How to Prioritize Enterprise AI Use Cases
The best first use cases are not necessarily the most impressive. They combine a meaningful problem, accessible evidence, manageable risk, and a team prepared to change the workflow.
Define the unit of value
Avoid scoring vague ideas such as “use AI in customer service.” Define a specific decision or workflow: summarize a case before handoff, draft a response using approved knowledge, identify missing documentation, or route a request to the right team. A narrow operating statement makes value, data, users, and failure modes visible.

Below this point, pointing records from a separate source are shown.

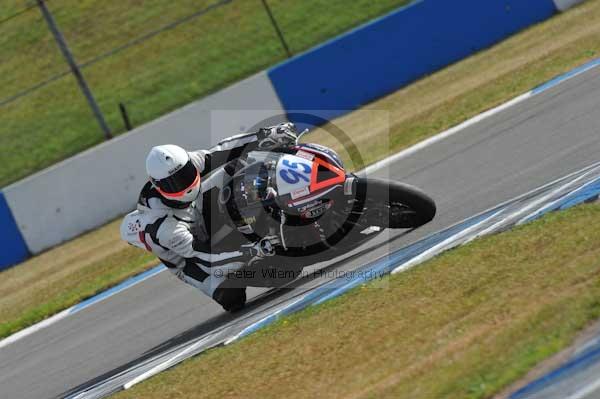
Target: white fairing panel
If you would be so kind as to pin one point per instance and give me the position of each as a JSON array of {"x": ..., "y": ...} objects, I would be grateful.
[{"x": 293, "y": 175}]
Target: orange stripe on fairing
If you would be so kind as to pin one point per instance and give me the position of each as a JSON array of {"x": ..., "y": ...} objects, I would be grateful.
[
  {"x": 182, "y": 192},
  {"x": 314, "y": 185}
]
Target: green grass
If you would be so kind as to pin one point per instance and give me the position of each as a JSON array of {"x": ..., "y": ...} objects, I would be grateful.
[
  {"x": 415, "y": 112},
  {"x": 463, "y": 325},
  {"x": 54, "y": 295},
  {"x": 184, "y": 64}
]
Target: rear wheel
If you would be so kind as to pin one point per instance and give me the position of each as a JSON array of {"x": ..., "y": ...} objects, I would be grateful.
[
  {"x": 232, "y": 299},
  {"x": 394, "y": 204}
]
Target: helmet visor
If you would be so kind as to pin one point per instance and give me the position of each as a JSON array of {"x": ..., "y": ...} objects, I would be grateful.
[{"x": 179, "y": 182}]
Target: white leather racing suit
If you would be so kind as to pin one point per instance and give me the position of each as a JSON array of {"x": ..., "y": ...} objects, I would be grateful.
[{"x": 168, "y": 230}]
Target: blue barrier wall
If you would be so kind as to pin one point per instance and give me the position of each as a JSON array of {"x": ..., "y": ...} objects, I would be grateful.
[
  {"x": 392, "y": 51},
  {"x": 14, "y": 249}
]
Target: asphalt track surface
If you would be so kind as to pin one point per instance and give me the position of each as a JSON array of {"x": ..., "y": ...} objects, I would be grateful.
[{"x": 538, "y": 140}]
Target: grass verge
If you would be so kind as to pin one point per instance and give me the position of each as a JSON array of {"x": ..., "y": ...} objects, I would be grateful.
[
  {"x": 462, "y": 325},
  {"x": 180, "y": 65},
  {"x": 415, "y": 112}
]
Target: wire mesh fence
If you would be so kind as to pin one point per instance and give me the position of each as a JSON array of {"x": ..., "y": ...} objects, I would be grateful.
[{"x": 150, "y": 56}]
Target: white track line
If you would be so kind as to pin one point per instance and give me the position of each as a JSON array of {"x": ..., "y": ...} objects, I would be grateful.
[
  {"x": 370, "y": 169},
  {"x": 586, "y": 390}
]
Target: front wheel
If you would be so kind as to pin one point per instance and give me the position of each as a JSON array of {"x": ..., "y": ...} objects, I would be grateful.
[{"x": 394, "y": 204}]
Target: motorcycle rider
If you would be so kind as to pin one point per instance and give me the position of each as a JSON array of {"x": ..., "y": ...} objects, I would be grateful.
[{"x": 169, "y": 209}]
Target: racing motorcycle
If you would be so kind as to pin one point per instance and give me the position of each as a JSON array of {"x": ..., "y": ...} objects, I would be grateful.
[{"x": 303, "y": 207}]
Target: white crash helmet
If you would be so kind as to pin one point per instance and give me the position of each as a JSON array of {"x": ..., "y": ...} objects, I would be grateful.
[{"x": 172, "y": 173}]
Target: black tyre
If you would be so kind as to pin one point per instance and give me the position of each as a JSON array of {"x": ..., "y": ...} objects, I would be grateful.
[
  {"x": 396, "y": 205},
  {"x": 232, "y": 299}
]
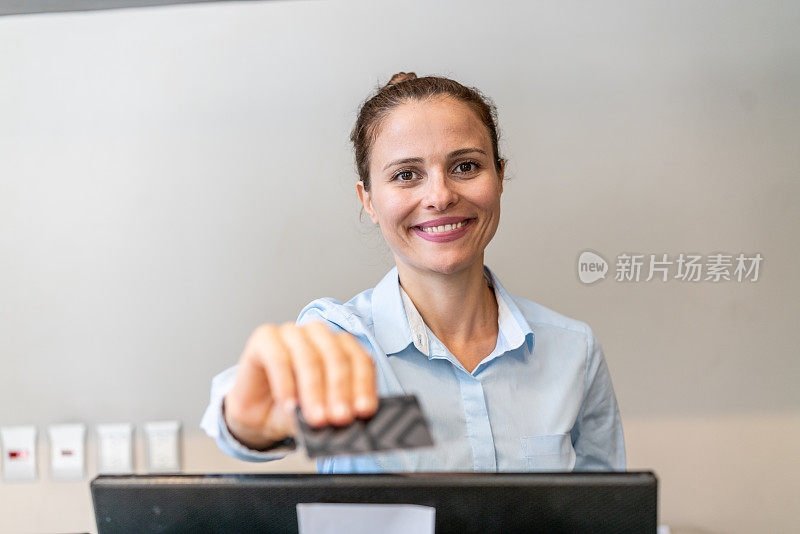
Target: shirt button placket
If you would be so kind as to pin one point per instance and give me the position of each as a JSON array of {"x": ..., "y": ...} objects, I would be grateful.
[{"x": 479, "y": 431}]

Estimate value using a small set of measures: cycle time, avoidable effort, conversion, quality, experience, risk reduction, capacity, or revenue. Use ranges and explicit assumptions instead of false precision.

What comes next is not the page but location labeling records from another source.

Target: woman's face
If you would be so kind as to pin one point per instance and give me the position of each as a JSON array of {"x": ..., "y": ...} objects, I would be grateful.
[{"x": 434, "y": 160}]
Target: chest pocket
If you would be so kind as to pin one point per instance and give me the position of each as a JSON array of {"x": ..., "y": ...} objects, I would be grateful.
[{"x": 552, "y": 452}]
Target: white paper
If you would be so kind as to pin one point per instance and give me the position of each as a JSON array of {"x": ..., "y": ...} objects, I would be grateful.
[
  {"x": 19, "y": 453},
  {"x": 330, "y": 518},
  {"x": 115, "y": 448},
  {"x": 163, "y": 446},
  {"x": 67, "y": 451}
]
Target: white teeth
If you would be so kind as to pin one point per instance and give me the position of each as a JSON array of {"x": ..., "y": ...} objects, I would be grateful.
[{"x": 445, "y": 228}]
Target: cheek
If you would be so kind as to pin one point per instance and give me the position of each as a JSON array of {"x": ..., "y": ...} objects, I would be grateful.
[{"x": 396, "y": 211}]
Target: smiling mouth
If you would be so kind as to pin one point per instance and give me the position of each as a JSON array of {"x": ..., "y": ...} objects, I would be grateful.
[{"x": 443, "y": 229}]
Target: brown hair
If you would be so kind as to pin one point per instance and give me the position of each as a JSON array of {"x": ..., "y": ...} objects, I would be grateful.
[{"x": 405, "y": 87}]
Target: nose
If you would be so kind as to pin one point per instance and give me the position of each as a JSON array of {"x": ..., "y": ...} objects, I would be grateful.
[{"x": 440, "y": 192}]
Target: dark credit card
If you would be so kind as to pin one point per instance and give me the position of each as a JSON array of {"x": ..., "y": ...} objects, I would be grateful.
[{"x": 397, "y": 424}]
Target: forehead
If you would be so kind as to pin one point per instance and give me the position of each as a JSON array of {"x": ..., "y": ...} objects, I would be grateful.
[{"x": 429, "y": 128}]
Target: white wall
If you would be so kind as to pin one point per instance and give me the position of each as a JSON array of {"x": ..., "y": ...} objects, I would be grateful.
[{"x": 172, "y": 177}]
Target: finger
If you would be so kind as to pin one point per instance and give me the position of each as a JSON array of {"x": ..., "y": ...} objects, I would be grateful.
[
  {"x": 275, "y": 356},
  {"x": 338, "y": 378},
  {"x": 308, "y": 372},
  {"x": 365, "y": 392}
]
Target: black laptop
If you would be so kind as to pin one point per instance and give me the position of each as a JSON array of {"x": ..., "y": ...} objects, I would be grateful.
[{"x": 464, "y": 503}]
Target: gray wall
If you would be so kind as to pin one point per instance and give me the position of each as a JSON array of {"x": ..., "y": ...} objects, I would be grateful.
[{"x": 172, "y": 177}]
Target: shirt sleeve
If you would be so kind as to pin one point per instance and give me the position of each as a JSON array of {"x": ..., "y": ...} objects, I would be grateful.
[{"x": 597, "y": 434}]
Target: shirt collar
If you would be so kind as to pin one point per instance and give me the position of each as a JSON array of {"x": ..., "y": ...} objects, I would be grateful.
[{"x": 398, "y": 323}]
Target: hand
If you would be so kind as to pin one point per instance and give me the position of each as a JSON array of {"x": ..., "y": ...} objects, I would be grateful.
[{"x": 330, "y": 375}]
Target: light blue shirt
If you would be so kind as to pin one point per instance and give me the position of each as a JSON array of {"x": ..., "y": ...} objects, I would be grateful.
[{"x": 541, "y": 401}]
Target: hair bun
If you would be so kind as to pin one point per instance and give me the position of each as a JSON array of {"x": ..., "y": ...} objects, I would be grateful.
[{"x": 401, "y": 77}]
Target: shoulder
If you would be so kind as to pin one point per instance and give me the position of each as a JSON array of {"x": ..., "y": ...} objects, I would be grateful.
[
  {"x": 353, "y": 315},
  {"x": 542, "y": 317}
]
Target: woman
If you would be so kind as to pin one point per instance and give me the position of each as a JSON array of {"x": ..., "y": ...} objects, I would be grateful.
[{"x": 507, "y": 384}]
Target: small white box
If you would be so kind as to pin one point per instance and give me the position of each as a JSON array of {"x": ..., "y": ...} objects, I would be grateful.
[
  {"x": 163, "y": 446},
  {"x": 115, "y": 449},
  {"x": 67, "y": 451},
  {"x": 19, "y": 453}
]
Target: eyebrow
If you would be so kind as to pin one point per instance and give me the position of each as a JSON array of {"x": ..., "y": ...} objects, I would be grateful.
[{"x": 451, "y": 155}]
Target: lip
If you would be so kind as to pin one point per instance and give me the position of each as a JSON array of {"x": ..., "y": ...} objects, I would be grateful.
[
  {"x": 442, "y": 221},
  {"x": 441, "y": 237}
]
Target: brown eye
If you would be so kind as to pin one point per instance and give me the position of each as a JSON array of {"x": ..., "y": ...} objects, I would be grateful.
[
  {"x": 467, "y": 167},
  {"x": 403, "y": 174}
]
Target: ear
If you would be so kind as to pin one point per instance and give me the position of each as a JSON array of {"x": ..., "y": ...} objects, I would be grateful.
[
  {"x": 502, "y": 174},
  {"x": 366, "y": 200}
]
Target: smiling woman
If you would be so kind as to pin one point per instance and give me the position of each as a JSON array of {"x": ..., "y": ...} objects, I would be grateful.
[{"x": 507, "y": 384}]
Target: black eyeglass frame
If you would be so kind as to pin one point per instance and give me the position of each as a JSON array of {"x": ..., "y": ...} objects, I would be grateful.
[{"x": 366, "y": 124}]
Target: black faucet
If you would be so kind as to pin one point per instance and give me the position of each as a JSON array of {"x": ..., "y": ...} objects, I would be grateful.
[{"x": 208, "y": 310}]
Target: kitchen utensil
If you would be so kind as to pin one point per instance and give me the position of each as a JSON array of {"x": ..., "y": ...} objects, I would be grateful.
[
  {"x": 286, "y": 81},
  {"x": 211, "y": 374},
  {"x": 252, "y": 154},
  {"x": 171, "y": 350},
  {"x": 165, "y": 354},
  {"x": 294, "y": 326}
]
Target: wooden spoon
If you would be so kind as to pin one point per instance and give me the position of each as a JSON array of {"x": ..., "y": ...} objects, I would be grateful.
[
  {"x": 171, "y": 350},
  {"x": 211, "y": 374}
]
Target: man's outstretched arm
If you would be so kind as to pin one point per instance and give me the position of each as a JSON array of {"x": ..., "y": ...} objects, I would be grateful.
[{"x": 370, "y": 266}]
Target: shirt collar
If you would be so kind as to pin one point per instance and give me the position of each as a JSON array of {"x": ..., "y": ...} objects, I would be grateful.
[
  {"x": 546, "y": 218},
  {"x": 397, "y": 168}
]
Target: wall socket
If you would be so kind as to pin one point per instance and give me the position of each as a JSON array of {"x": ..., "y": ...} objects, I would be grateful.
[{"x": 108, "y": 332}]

Score feasibility and risk separately
Feasibility should consider data access and quality, integration difficulty, model capability, evaluation design, security, process stability, and owner availability. Risk should consider potential harm, affected populations, data sensitivity, autonomy, reversibility, regulatory exposure, and reputational consequences.
Keeping these dimensions separate matters. A technically easy use case may be high risk, while a valuable low-risk opportunity may need difficult integration. The portfolio should show those tradeoffs rather than hide them in a single score.
Select a portfolio, not a winner
Balance quick operational improvements, strategic capability builders, and a limited number of higher-uncertainty bets. Include at least one initiative that builds reusable infrastructure or governance, even if its immediate value appears indirect. Avoid launching many pilots that compete for the same data owners and subject-matter experts.
Re-score after discovery and again after a pilot. The purpose of a pilot is to reduce uncertainty. A disciplined organization stops weak ideas, expands proven ones, and records what it learned so the next selection cycle improves.
Leadership checklist
- Describe each use case as a specific workflow or decision.
- Score value, feasibility, risk, and adoption independently.
- Include evidence requirements and a named owner.
- Stop or rescope initiatives when pilot evidence does not support scale.